Bitcoin has become an asset like any other with its correlation, and is likely to stay that way according to a JP Morgan analyst. Bitcoin has had a rather interesting trajectory since it became a favourable trading asset, but does that mean it is consigned to this role for the rest of time?
Bitcoin certainly has moved away from what it was outlined to be in the original whitepaper — a digital cash system — and it has become far more of a digital gold. This has also been propelled by the interest that has come from individual ‘hodlers’, retail investors as well as the burgeoning institutional investor space.
However, Bitcoin, and especially blockchain, has been predestined for much greater things with its potential disruptive capabilities — but does this really extend to Bitcoin, or is this rather something for the next generations of cryptos and blockchain?
More of a stock
In a note to investor clients obtained by CoinDesk, JPMorgan Chase & Co. analysts described how Bitcoin has shifted from a fairly uncorrelated asset to one whose price more closely tracks traditional stocks.
“Though correlations were modest and mostly mean-reverting around zero for much of the past couple of years, in recent months they have moved sharply higher in some cases (equities) and lower in others (U.S. dollar, gold),” wrote the team of strategists led by Joshua Younger.
Bitcoin also struggled when it came to pulling off its safe haven narrative in the recent market crash. Many have highlighted its potential to be anti-correlated, but this does not appear to be the case currently.

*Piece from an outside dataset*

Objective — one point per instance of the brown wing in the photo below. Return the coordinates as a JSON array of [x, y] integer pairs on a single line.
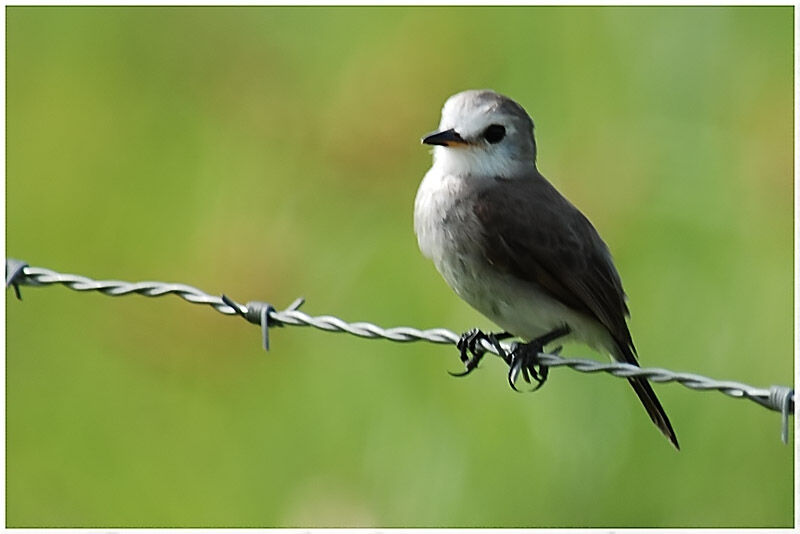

While the market structure for crypto during this period was more resilient than its traditional counterparts, according to the report, bitcoin did not quite live up to its reputation in some corners as a port in a storm.
“There is little evidence that Bitcoin and others served as a safe haven (i.e., ‘digital gold’)—rather, its value appears to have been highly correlated with risky assets like equities,” the report concluded. “This all likely points to the continued survival of the asset class, but likely still more as a vehicle for speculation than as a medium of exchange or store of value.”
Only way to go?
Perhaps Bitcoin is destined to continue being a speculative investment, and this may well be the first use case that can be appreciated for the original, and frankly, quite basic, blockchain tool. Bitcoin is financial in nature, and fits in this deeper space of speculative investment.
This does open the door for other cryptos, like programmable smart contract ones, to try and take the technology further and distance themselves from the financial and speculative side of things.